Ninety Nine – “99”. It’s true – consumers really are drawn to prices that end in “99.”
We recently conducted some research that analyzed just how much more used car shoppers gravitated to used car listings ending in “99” and the results were conclusive: there was a significant lift in clicks from vehicle search results to the all-important and high-converting Vehicle Detail Pages when a vehicle’s price ended in “99” compared to those that didn’t.
So how do dealers typically price their used vehicles? We looked at over 3.5 million listings and found that most don’t end their prices in “9.” In fact, only 7% of them ended in “99,” while 18% ended in “95” and 14% ended in “00.”
The Oldest Trick in the Book
To figure out how dealers could price vehicles to improve consumer interest, we started with an obvious question: what effect does ending a price in 9 have on consumer interest and conversion?
This of course, is the oldest trick in the book and one that is detailed in the journal of Quantitative Marketing and Economics.
While our study was focused on the used car shopper, we first wanted to look at how manufacturers price leases for new cars. It came as no surprise that out of the 398 lease offers we examined, 98% of them end in “9.” But, surprisingly, this practice has not trickled down to dealer pricing.

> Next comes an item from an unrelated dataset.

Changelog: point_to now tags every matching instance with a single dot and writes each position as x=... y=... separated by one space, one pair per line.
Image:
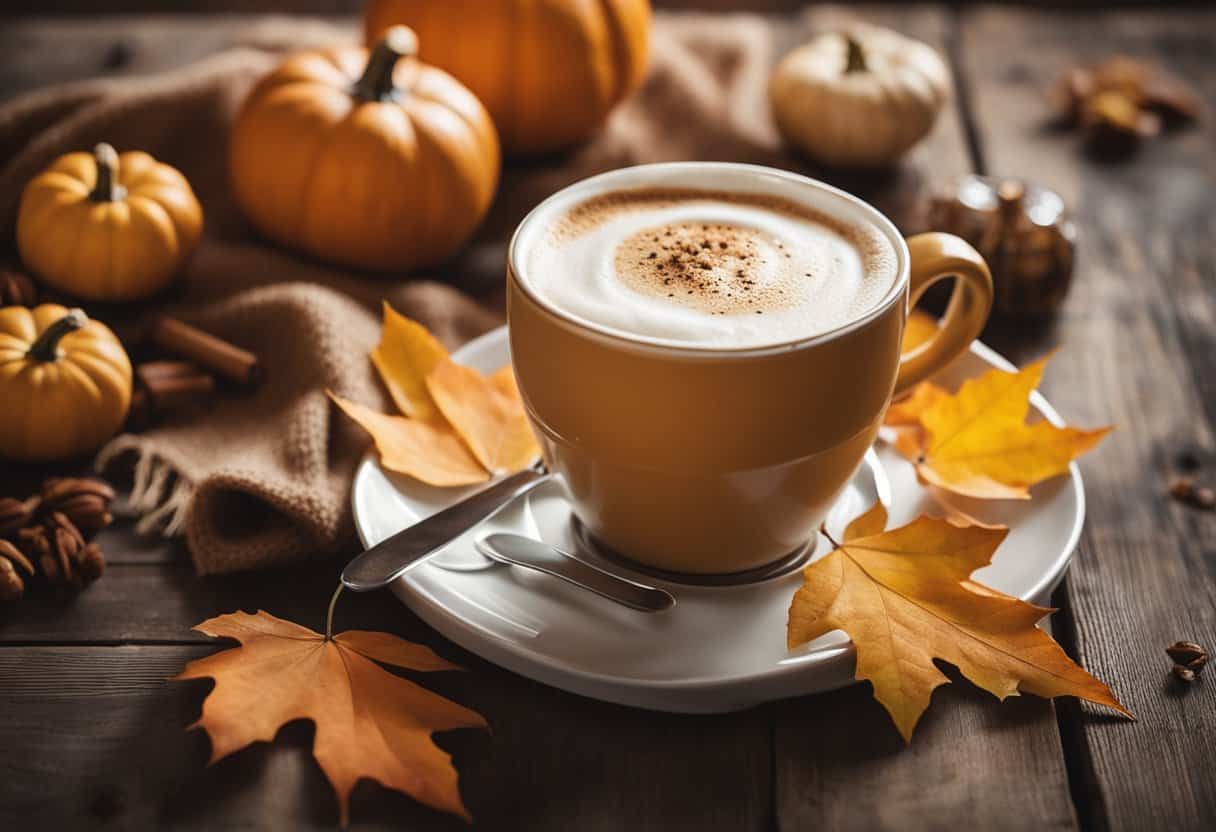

We found that dealers that end their prices in 99 convert shoppers from the SRP to VDP much more often. Prices that end in “99” vs. “00” showed a 16% lift in SRP-to-VDP conversion. Prices that end in “999” performed 9% better than those ending in “000.”
One other interesting item to note, most marketplaces sort their listings from low to high, meaning that consumers have to scroll through the lower priced vehicles to reach the higher priced ones!